All three anthologies stand out in the literary landscape for being just that: anthologies. Much as the publications of individual working-class writers must be admired for breaking through the class barriers in the publishing industry, these anthologies together give a strong sense of the voice of a class speaking—the strength that arises from standing together.
One of the questions raised is how to define the working class. It means to be poor, and scorned by the establishment, those who dominate education, culture, politics, the media. They reinforce their preconceived, ill-informed notions of the working class by all means at their disposal.
This motivates taking charge of one’s own narrative, a theme that recurs throughout the collection. However, unless cultural workers, trade unions and universities acknowledge this and redress it, these anthologies will achieve little.
Kevin Barry, writing in “The Gaatch,” points to where establishment prejudice invariably leads: “On Thursday mornings I attended the sittings of Limerick District Court. I did the courts for a couple of years, and I can’t remember ever hearing a working-class defendant’s word taken over the word of a guard. You could predict with high accuracy the forthcoming judgements from the look of the defendant taking to the witness stand. If he or she had a working-class kind of gaatch to them—as we’d say in Limerick, meaning that they carried themselves in a certain way, dressed in a certain way, spoke in a certain way—they would very likely be found guilty.”
Being presumed guilty because of belonging to the dispossessed is reiterated in Rosaleen McDonagh’s experience as one of the Travelling community.
And so, the importance of speech, dress, address and school appear time and again in these texts. The greatest part of these are memoir, or “faction.” Class barriers are seen and cited all the way. Education is viewed as a way out. Many of the writers describe the difficulty of pursuing a writing career.
In the introduction to From the Plough to the Stars we define: “Our understanding of ‘working class’ are those people who sell their labour power and share only marginally in the fruits of their labour. They create the basis of national wealth, yet their living conditions are frequently precarious. This includes the urban and rural proletariat, small farmers as a peripheral group, as well as the rising number of people in precarious employment, the homeless and the unemployed.”

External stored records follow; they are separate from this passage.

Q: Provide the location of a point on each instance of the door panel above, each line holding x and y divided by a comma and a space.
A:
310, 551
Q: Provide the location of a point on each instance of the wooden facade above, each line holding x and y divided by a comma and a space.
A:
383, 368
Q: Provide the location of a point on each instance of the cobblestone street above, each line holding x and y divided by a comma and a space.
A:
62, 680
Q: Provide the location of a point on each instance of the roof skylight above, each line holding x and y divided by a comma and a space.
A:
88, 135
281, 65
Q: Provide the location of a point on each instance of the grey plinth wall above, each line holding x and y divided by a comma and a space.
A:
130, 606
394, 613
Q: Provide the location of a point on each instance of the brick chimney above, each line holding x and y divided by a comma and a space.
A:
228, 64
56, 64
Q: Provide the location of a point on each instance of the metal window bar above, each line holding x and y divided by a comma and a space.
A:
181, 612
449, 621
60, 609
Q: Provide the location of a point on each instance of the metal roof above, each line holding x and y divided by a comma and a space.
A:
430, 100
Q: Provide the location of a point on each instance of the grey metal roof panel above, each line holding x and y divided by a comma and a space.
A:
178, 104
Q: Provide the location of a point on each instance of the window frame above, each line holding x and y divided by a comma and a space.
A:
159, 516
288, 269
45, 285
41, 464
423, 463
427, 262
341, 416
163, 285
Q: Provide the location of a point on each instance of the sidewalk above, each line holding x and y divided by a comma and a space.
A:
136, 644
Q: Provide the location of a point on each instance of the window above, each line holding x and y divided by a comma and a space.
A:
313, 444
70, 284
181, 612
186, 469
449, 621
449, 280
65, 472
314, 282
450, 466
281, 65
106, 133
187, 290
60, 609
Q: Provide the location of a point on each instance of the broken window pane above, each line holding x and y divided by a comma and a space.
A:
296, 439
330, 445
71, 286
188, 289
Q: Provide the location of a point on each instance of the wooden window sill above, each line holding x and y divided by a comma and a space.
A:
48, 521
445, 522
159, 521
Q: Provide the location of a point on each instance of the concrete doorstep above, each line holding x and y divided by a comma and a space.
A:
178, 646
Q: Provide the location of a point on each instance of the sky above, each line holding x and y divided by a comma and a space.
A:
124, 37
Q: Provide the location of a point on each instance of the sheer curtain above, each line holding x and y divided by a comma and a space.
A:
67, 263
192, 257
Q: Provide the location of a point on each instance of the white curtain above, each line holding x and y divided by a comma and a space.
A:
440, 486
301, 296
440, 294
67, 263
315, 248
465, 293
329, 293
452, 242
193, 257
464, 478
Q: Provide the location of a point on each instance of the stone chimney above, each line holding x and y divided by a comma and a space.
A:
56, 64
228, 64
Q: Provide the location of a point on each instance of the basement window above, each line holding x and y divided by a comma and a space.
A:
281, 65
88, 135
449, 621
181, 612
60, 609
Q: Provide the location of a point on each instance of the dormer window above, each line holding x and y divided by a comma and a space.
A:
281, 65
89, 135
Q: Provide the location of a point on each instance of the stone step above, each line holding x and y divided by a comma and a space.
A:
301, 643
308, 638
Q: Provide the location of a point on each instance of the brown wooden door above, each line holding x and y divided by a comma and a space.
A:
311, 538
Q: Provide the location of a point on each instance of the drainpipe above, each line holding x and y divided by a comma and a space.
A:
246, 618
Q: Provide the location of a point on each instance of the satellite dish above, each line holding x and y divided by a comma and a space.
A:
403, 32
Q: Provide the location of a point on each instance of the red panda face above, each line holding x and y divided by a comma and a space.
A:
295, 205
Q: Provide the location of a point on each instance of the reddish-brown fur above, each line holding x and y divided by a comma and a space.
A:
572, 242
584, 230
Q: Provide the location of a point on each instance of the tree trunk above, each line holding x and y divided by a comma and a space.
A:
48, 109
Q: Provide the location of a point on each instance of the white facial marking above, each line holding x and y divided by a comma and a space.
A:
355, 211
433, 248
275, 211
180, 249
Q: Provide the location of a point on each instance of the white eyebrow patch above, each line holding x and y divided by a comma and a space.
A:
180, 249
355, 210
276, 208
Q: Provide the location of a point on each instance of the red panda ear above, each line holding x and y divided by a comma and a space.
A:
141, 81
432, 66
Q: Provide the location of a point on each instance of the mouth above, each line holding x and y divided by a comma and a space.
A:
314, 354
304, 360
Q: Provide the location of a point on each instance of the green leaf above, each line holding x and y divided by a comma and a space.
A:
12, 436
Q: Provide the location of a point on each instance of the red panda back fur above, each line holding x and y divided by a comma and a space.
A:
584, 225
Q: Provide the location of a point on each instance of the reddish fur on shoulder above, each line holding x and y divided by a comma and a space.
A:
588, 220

In some of the texts you find a sense of solidarity and pride in class, the sense that surely poverty and lack of education are not the ultimate and eternal definition of working class, that this class has the potential to challenge the society that keeps it on the poverty line.
This strength, this process of liberation, is a hallmark of Maxim Gorky’s working-class writing. It envisages a society where there is little difference in income and living standard between the skilled industrial workers, farmers, and professionals. In this (socialist) society, being working class does not spell poverty, poor education, and neglect by society: it is entirely possible to be a working-class intellectual.
And it is important to know that it was in the USSR, later the other socialist countries, that working-class history and working-class art first became the subject of academic research. It is ignorant and damaging to be told that having achieved a university education, or working in the arts, means that one is no longer working class. It is important to bear this in mind when discussing “working class.”
The texts in The 32 deal with contemporary Ireland, the lived experience of the writers, ranging from the 1950s to 2020. Paul McVeigh has achieved a good balance of contributions from the Republic as well as the North. Here the sectarian prejudice against the Catholic population adds significantly to social inequality, as several contributors attest.
Regrettably, no texts in Irish are included. This would have paid necessary tribute to the long tradition of working-class writing in Irish. The exclusion of this tradition by the literary industry is shameful and needs to be challenged by those who have taken up the pen to put an end to social injustice.
Along with The Children of the Nation and From the Plough to the Stars, The 32 presents a differentiated image of what it means to be working-class in Ireland today. These three anthologies will be followed by a fourth publication by Culture Matters in November this year, Land of the Ever Young, a beautifully illustrated book of working people’s writing for children.